I’m a private sort of person. If I’m engaged in enjoying a bird, I don’t like the thought that someone is watching who doesn’t understand. Somehow it feels like a violation, a trespassing where the outsider does not belong.

But here, life is relationship. People are not individuals; they are part of a community.

Does my entire birding paradigm need to be revised?

2 Responses to “Wondering how to be a birder”

  1. on 03 Apr 2006 at 11:14 am 1.Mike said …

    I like the issues you’re exploring in this post. Though you’re tackling a lot of different ideas, one that really strikes me is your identification of the US, Britain, and Australia as places where it’s easier to be a birder.

    I wonder why it is that birding is most successful and accepted in English-speaking, Western-style societies. Conversely, why is it that in a place like PNG, with its abundance of avifauna in natural habitat, birding as a defined interest is considered strange?

  2. on 03 Apr 2006 at 4:52 pm 2.djr said …

    I’m not sure that “birding as a defined interest” is necessarily considered strange here, though undoubtedly some expats think I’m a nerd, just as many do at home. (Are you reading this, Parke?)

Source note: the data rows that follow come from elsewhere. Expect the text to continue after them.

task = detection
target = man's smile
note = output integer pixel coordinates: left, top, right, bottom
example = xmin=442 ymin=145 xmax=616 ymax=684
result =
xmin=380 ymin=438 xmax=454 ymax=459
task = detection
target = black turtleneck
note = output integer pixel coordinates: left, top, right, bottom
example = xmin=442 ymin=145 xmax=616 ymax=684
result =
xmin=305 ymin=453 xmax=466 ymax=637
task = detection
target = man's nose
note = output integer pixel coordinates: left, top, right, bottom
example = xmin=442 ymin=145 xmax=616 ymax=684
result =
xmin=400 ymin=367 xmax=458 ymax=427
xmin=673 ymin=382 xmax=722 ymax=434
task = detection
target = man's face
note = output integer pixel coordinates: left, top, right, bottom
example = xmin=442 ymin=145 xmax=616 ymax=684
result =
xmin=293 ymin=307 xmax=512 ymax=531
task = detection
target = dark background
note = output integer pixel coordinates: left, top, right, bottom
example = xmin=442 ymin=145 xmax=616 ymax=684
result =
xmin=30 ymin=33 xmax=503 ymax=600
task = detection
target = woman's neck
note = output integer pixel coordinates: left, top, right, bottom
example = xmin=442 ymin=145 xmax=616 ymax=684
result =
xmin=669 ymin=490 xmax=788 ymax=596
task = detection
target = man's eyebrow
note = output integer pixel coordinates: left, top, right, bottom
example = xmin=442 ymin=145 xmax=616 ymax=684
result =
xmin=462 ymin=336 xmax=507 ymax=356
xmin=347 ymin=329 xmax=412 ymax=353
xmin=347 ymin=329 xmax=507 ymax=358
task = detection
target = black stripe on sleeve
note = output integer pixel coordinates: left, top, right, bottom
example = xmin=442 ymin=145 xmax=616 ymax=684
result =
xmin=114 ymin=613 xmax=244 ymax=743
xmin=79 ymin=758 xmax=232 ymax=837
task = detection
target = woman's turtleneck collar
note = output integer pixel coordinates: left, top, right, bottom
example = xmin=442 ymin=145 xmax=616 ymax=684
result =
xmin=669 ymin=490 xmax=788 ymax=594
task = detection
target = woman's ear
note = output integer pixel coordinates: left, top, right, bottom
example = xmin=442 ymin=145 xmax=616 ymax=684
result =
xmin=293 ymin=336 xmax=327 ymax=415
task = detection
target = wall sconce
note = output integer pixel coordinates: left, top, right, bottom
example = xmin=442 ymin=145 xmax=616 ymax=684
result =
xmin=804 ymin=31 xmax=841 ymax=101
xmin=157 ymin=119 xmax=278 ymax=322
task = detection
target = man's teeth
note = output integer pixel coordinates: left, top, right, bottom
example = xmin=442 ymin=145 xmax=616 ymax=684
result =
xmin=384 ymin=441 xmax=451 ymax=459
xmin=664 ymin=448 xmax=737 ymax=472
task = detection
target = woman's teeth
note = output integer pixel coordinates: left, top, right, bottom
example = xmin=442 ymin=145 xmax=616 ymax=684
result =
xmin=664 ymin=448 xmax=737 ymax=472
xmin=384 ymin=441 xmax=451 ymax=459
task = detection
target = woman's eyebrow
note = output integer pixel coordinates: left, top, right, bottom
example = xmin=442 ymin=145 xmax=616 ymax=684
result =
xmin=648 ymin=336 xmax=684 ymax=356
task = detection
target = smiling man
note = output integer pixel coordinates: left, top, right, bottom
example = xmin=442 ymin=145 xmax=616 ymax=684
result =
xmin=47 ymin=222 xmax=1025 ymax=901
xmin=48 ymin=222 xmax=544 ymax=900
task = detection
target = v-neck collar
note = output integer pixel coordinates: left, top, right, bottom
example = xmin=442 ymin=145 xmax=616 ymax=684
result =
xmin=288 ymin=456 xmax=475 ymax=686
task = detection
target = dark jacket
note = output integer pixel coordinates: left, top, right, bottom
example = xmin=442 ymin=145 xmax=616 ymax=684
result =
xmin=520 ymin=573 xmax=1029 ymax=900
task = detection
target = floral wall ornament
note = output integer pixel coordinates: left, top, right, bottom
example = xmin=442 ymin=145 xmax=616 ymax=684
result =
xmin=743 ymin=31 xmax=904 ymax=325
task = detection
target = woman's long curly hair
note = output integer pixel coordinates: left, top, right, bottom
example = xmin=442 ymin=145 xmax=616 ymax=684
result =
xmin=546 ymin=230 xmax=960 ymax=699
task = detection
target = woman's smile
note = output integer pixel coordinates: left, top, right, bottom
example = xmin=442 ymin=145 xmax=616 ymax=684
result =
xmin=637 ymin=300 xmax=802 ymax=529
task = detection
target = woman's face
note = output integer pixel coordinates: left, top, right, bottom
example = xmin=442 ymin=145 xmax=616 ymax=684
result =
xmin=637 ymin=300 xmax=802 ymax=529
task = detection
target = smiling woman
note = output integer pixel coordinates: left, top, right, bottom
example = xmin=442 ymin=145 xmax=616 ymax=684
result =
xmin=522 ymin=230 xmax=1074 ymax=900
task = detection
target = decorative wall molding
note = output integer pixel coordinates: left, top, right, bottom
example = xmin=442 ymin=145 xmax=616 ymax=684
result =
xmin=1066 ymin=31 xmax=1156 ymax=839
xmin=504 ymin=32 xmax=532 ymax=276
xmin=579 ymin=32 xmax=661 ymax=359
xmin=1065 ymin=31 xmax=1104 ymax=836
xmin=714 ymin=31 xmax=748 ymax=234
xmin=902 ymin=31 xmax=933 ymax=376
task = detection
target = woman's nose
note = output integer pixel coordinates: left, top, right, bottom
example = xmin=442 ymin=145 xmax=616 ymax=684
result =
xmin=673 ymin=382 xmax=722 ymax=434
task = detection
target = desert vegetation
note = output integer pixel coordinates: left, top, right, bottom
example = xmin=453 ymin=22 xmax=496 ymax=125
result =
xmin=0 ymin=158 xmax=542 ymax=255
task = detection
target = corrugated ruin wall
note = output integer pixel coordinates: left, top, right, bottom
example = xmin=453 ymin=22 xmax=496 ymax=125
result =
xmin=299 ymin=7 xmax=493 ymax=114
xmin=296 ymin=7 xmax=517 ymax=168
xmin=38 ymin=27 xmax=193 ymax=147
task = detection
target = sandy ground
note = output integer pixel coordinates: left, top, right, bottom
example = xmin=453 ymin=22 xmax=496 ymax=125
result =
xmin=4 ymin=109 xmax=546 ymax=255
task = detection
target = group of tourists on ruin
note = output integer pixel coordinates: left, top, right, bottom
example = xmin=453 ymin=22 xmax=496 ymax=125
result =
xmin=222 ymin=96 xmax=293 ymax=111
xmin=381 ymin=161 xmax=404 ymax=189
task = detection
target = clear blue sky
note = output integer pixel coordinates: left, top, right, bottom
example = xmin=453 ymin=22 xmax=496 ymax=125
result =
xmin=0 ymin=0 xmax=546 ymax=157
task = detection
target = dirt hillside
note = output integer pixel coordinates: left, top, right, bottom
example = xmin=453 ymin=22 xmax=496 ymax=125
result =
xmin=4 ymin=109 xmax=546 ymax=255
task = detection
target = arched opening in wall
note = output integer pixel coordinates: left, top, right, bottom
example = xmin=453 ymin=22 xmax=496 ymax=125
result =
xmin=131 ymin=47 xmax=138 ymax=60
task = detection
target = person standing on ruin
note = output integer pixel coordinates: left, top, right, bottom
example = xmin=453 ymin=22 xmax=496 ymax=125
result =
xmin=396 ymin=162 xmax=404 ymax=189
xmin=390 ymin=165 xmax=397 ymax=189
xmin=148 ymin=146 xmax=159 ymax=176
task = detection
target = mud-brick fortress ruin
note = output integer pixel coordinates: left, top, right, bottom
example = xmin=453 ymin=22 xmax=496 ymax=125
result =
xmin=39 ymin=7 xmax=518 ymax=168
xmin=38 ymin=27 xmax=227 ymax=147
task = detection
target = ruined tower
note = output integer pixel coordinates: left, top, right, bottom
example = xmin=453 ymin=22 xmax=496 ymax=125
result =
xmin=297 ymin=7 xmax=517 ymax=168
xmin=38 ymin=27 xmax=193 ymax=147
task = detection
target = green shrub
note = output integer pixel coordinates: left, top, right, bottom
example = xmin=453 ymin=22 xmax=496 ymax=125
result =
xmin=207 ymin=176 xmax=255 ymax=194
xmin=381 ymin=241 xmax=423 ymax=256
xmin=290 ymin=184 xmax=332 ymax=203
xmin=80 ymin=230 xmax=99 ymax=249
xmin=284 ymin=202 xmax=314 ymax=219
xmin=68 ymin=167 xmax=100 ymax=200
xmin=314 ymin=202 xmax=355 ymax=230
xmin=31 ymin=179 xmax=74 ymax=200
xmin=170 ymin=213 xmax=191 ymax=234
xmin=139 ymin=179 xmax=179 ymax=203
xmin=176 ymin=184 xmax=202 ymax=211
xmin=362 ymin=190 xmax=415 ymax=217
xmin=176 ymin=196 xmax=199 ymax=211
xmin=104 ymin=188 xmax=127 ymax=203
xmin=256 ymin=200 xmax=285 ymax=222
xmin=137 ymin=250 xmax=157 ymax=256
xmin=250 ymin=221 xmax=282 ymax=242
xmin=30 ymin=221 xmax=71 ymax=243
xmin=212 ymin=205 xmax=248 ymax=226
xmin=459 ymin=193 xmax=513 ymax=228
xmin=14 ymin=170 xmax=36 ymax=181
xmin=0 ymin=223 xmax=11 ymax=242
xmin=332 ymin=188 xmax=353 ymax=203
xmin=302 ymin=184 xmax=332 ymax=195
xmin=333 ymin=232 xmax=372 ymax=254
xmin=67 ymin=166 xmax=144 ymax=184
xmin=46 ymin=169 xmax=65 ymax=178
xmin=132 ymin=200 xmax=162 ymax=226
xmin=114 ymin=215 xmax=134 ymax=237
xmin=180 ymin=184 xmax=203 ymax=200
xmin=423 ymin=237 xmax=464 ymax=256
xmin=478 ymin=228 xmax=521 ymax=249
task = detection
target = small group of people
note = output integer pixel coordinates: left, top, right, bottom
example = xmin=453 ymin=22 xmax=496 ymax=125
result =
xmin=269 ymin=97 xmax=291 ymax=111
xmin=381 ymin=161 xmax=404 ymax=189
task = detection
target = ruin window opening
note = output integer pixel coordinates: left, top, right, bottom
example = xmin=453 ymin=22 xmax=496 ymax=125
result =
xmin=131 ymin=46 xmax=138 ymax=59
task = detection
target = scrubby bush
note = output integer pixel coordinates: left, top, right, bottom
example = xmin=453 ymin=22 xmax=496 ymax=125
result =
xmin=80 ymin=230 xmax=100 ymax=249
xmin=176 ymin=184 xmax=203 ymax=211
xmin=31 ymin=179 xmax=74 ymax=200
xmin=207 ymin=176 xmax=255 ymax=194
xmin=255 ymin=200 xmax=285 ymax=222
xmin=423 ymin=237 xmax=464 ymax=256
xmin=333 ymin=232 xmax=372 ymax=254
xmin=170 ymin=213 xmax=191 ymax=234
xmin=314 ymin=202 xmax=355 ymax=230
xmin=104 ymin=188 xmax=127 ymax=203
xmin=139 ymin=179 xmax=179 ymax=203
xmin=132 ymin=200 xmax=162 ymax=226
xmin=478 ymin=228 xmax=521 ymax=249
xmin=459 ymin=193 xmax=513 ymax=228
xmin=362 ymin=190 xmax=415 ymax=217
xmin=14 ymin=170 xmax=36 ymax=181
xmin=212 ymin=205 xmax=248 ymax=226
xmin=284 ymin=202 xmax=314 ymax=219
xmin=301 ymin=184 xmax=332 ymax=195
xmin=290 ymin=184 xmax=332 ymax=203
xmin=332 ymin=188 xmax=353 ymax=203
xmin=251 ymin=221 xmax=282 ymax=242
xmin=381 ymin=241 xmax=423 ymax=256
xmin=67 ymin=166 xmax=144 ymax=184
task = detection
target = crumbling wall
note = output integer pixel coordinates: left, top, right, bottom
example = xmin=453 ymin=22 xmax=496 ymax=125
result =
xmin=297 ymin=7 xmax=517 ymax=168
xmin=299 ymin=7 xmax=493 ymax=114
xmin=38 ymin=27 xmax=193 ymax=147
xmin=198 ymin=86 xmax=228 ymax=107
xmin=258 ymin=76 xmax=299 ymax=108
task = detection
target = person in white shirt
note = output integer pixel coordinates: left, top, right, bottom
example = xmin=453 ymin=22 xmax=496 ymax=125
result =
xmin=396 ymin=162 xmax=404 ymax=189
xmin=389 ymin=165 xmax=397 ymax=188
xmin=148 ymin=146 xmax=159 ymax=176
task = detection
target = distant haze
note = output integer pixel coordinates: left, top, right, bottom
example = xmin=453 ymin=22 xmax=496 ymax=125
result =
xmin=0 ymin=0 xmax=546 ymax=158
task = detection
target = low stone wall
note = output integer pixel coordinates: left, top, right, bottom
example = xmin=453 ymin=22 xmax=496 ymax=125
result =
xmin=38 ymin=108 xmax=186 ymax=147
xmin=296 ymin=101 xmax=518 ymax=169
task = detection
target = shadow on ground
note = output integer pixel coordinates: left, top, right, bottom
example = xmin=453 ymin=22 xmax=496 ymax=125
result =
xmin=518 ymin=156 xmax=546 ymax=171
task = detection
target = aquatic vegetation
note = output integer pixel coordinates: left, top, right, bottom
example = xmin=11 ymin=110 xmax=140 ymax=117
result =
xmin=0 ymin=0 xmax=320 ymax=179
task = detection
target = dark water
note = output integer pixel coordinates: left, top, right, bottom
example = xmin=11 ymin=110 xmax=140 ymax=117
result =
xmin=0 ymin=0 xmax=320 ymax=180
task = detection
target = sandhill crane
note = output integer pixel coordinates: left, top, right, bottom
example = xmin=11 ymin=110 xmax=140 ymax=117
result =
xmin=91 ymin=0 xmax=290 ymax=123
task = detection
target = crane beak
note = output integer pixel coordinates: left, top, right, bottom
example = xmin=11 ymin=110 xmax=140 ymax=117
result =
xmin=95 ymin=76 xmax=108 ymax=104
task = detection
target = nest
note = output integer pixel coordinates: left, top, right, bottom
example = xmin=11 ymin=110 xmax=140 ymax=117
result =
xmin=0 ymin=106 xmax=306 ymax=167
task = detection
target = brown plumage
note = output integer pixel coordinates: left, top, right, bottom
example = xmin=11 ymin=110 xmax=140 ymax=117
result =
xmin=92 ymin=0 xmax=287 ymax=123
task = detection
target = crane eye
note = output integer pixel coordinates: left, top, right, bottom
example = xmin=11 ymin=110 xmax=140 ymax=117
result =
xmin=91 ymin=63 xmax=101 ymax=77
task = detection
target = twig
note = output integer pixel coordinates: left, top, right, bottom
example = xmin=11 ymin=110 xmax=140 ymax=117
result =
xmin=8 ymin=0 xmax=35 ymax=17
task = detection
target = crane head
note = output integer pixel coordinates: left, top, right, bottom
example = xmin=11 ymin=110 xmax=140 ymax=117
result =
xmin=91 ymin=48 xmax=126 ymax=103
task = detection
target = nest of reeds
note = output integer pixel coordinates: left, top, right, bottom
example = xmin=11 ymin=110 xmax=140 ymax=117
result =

    Rather, “birding” as I’ve known it doesn’t really exist here. Sure, bird tours sweep through the country every so often, offering rich Westerners a chance to hit lodges, parks, and well-known sites to see birds. But that sort of activity is doesn’t help somebody like me, who lives here and lacks the several thousand US dollars required for such an expedition.

    Many Papua New Guineans seem knowledgeable about the birds that live around them. Some seem able to identify small, drab, secretive species even though they’ve never touched a pair of binoculars in their lives. They know when species migrate in and out (though not necessarily where they go) and where certain species can be found. Undoubtedly, knowledge and personal interest vary among individuals and communities. I have no way to know whether the average Papua New Guinean knows more about birds than the average Westerner does, but I wouldn’t be surprised if that were true.

    That’s why I say that it may be my understanding of “birding” that needs to change. “Birding” is easier in the West because it has developed in the West, and we’ve learned to do it as Westerners. But how can we expect it to be the same activity in a culture so different from our own?